Anonymous Asked: I submitted this question before and I don’t think it got through, or maybe it was a really dumb question, but I wanted to know if it’s true that alliterations and sentence fragments are considered bad writing? Because I use them sometimes but I don’t know if I should anymore.
Despite the fact that these two items, alliterations and fragments, are not directly related, we can handle them together because they are representative of a greater and more helpful point.
Alliteration (n): The occurrence of the same letter or sound at the beginning of adjacent or closely connected words.
For example, “Alliteration ameliorates all arguments.”
Fragment (n): A dependent clause that ends in a period; an incomplete sentence.
Fragments are often missing a verb, such as: “He tired.” If the sentence read, “He is tired,” it would not be a fragment.
Often, an added conjunction can make a sentence into a fragment. For example: “Because he is tired.” The word because necessitates another clause to complete the thought. “The boy went to bed because he is tired,” would then be a complete sentence.
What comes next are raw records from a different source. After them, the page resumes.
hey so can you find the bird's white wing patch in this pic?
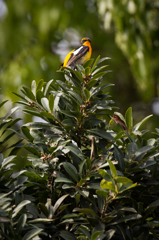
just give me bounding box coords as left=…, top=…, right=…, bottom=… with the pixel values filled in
left=73, top=46, right=83, bottom=56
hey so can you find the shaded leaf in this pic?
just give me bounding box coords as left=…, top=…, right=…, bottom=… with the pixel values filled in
left=107, top=159, right=117, bottom=178
left=125, top=107, right=133, bottom=131
left=12, top=200, right=31, bottom=218
left=110, top=214, right=142, bottom=225
left=22, top=228, right=43, bottom=240
left=133, top=115, right=153, bottom=132
left=63, top=162, right=79, bottom=182
left=88, top=129, right=114, bottom=142
left=60, top=231, right=77, bottom=240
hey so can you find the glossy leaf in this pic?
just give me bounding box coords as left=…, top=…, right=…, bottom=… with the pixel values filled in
left=100, top=179, right=115, bottom=192
left=114, top=176, right=132, bottom=183
left=91, top=231, right=103, bottom=240
left=36, top=79, right=44, bottom=91
left=84, top=58, right=94, bottom=68
left=31, top=80, right=36, bottom=96
left=59, top=231, right=77, bottom=240
left=133, top=115, right=153, bottom=132
left=114, top=146, right=125, bottom=171
left=134, top=145, right=154, bottom=161
left=22, top=228, right=43, bottom=240
left=65, top=144, right=84, bottom=160
left=125, top=107, right=133, bottom=131
left=44, top=79, right=53, bottom=96
left=105, top=229, right=116, bottom=240
left=63, top=162, right=79, bottom=182
left=12, top=200, right=31, bottom=218
left=110, top=214, right=142, bottom=225
left=91, top=55, right=100, bottom=72
left=88, top=129, right=114, bottom=142
left=107, top=159, right=117, bottom=178
left=41, top=97, right=50, bottom=112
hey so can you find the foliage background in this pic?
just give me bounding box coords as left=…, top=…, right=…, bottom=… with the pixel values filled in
left=0, top=0, right=159, bottom=130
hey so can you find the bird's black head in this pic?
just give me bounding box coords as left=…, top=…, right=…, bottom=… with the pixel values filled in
left=81, top=37, right=91, bottom=44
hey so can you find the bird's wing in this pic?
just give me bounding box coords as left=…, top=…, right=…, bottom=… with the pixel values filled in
left=67, top=45, right=89, bottom=67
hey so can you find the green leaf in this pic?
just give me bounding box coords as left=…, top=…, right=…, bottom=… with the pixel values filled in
left=79, top=159, right=87, bottom=177
left=76, top=64, right=85, bottom=73
left=114, top=146, right=125, bottom=171
left=88, top=129, right=115, bottom=142
left=118, top=182, right=137, bottom=193
left=74, top=208, right=98, bottom=217
left=36, top=89, right=44, bottom=103
left=36, top=79, right=44, bottom=91
left=74, top=70, right=84, bottom=83
left=85, top=66, right=91, bottom=76
left=38, top=203, right=49, bottom=217
left=146, top=199, right=159, bottom=210
left=65, top=144, right=84, bottom=160
left=31, top=80, right=36, bottom=96
left=91, top=71, right=107, bottom=81
left=110, top=214, right=142, bottom=225
left=63, top=162, right=79, bottom=182
left=98, top=169, right=114, bottom=184
left=79, top=225, right=91, bottom=239
left=21, top=126, right=34, bottom=141
left=22, top=228, right=43, bottom=240
left=86, top=80, right=97, bottom=90
left=53, top=194, right=69, bottom=215
left=96, top=190, right=108, bottom=200
left=91, top=55, right=100, bottom=73
left=147, top=138, right=155, bottom=146
left=22, top=86, right=36, bottom=101
left=44, top=79, right=53, bottom=96
left=3, top=106, right=19, bottom=120
left=49, top=94, right=54, bottom=113
left=100, top=179, right=115, bottom=192
left=60, top=110, right=76, bottom=118
left=0, top=100, right=8, bottom=109
left=62, top=119, right=77, bottom=127
left=133, top=115, right=153, bottom=132
left=91, top=231, right=103, bottom=240
left=107, top=159, right=117, bottom=178
left=68, top=90, right=83, bottom=104
left=12, top=92, right=26, bottom=101
left=92, top=65, right=108, bottom=76
left=2, top=155, right=16, bottom=168
left=114, top=176, right=132, bottom=183
left=41, top=97, right=50, bottom=112
left=55, top=177, right=74, bottom=184
left=105, top=229, right=116, bottom=240
left=59, top=231, right=77, bottom=240
left=97, top=57, right=111, bottom=65
left=28, top=218, right=54, bottom=223
left=16, top=214, right=27, bottom=234
left=125, top=107, right=133, bottom=131
left=83, top=88, right=90, bottom=100
left=12, top=200, right=31, bottom=218
left=134, top=145, right=154, bottom=161
left=84, top=58, right=94, bottom=68
left=30, top=129, right=45, bottom=140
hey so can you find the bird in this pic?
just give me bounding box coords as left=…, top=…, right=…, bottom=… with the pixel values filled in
left=61, top=37, right=92, bottom=70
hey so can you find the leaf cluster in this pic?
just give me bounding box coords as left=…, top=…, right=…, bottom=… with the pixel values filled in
left=1, top=57, right=159, bottom=239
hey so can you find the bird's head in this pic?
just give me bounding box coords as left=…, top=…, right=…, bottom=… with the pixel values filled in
left=81, top=37, right=91, bottom=45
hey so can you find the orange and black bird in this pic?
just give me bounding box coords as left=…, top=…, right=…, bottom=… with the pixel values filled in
left=61, top=37, right=92, bottom=70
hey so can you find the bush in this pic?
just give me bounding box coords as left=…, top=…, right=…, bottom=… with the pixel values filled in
left=0, top=57, right=159, bottom=239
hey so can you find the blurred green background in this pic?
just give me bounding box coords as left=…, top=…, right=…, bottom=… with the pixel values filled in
left=0, top=0, right=159, bottom=130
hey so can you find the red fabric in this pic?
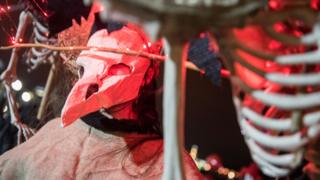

So what about usage? Why is it “bad writing” to use these things? Nobody should say that any given technique is bad writing, because rules like those are broken all the time. The reason why people discourage the use of certain elements in writing is because their use (or overuse) often results in problems.
In bad or unsatisfying fiction, [the] fictional dream is interrupted from time to time by some mistake or conscious ploy on the part of the artist… It is as if a playwright were to run out on stage, interrupting his characters, to remind us that he has written all this.” (x).
If you write anything that yanks your reader out of the image that you’re painting, you need to reconsider what you’ve written.
I was impatiently eyeing the indigo instrument of cooking. Waiting for toast. I had to get to my vexing vocation in just seven minutes. But I needed to eat something. So there I was, staring into the unforgiving metallic contraption of bread heating, waiting for my measly meal to appear. I hoped I wouldn’t be late.
There’s a load of whacky stuff going on there. Now, if we ditch the fragments and the alliteration, it might read something more like this:
I was starving. Even though I had to be at my desk in seven minutes, I was standing in the kitchen, glaring at my toaster. I was waiting for the instant I would be able to grab my breakfast and go. I felt like an idiot rooting for a piece of bread, but I really didn’t want to get fired for being late.
Things seem to be moving much more smoothly now. You’ll notice, however, that even though “unforgiving metallic contraption of bread heating” was part of a complete thought and was not alliterative, it was thankfully absent from the second example. Why did I get rid of it? It was clogging the sentence. The passage makes much more sense when I simply refer to the object in question as a toaster.
Nobody is declaring death to fragments and alliteration. You just don’t want your reader to have to look things over twice because they’re confused or put off. Use fragments and alliterations where they make sense, just like how you only use individual words where they make sense.